Cincinnati Reds
- Outfielder
- Born: June 15, 2001 (age 25) Pittsburgh, Pennsylvania, U.S.
- Bats: LeftThrows: Left

Medals
Men's baseball
Representing United States
18U Baseball World Cup
| Silver medal – second place | 2019 Gijang | Team |

= Austin Hendrick =

American baseball player

Austin Daniel Hendrick (born June 15, 2001) is an American professional baseball outfielder in the Cincinnati Reds organization. Hendrick was selected 12th overall by the Reds in the 2020 Major League Baseball draft.

==Amateur career==
Hendrick grew up in Pittsburgh, Pennsylvania and attended West Allegheny Senior High School, where he was both an outfielder and a starting pitcher on the baseball team. Regarded as one of the best collegiate recruits in his class early on, he committed to play college baseball at Mississippi State after his freshman year of high school when he batted .371 with three home runs, 20 RBIs and 17 walks and went 5-0 with 37 strikeouts in 34 innings as a pitcher. He batted .327 with a .519 on-base percentage and 12 RBIs, two doubles, two triples and two home runs with 23 walks in 79 plate appearances in his junior season. After the season, Hendrick played for the United States national baseball team in the 2019 World Baseball Softball Confederation U-18 Baseball World Cup in Gijang, South Korea. He also played in the Under Armour All-America Game and won the event's home run derby as well as the MLB High School Home Run Derby.

==Professional career==
Hendrick was considered one of the top high school prospects for the 2020 Major League Baseball draft, and was selected 12th overall by the Cincinnati Reds. Hendrick signed with the Reds for a $4 million bonus. After not playing a minor league game in 2020 due to the cancellation of the season, Hendrick was added to Cincinnati's 60-man player pool with whom would train at Prasco Park.
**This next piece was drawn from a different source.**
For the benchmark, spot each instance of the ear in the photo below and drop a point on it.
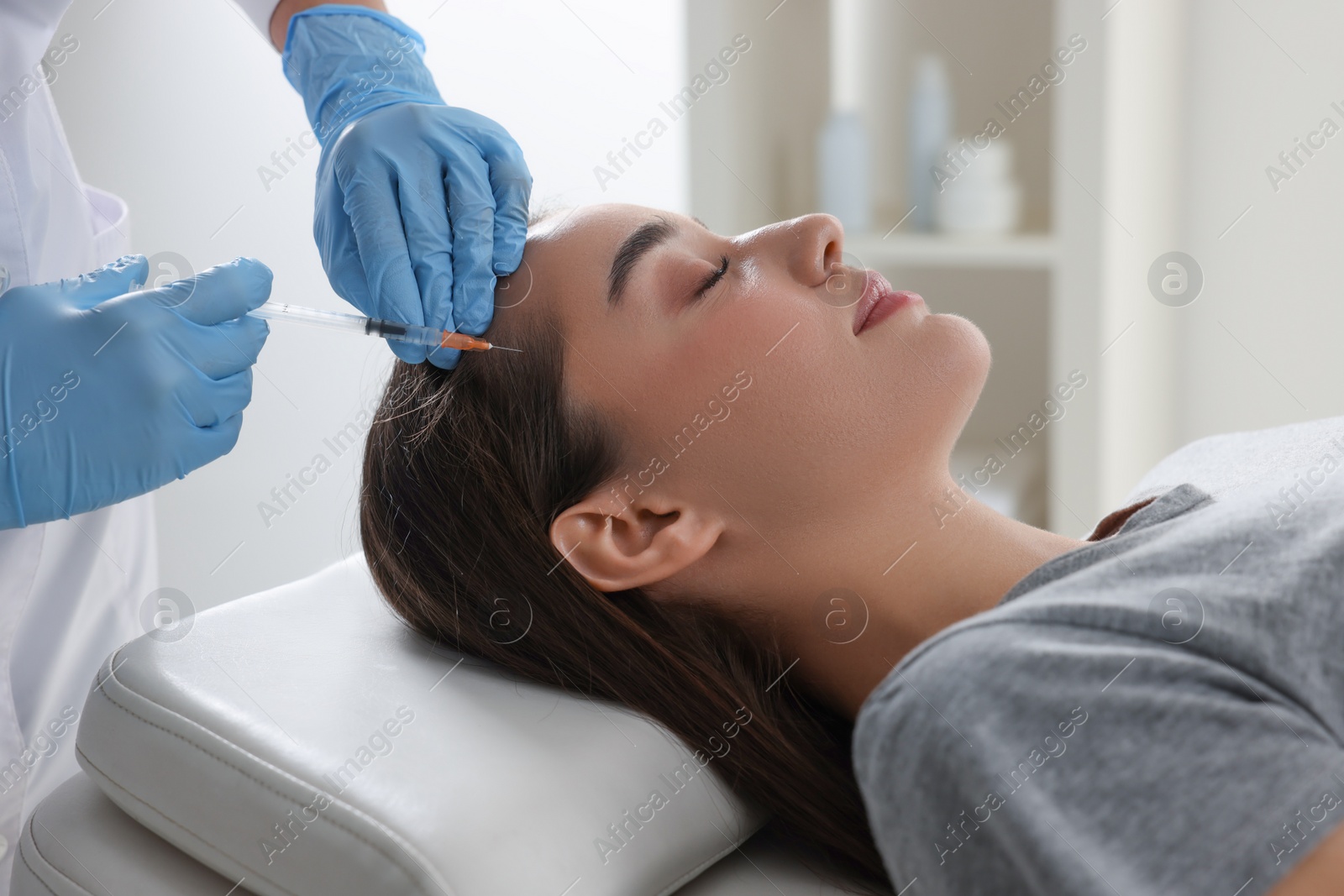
(638, 544)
Hendrick made his professional debut in 2021 with the Daytona Tortugas, slashing .211/.380/.388 with seven home runs, 29 RBI and 16 doubles over 63 games. He struck out 100 times and walked 51 times over 209 at-bats. He missed time during the season due to groin and wrist injuries. In 2022, he played with Daytona and the Dayton Dragons and batted .216 with 21 home runs and 69 RBI over 109 games. Hendrick returned to play with Dayton in 2023 and appeared in 125 games in which he hit .204 with 14 home runs and 47 RBI. In 2024, Hendrick played with the Chattanooga Lookouts, batting .188 with 11 home runs and 30 RBI across 121 games. He returned to Chattanooga for the 2025 season and hit .246 with 14 home runs and 52 RBI over 93 games. Hendrick split the 2026 season between Chattanooga and the Louisville Bats and batted .212 with 17 home runs and 63 RBI over 116 games.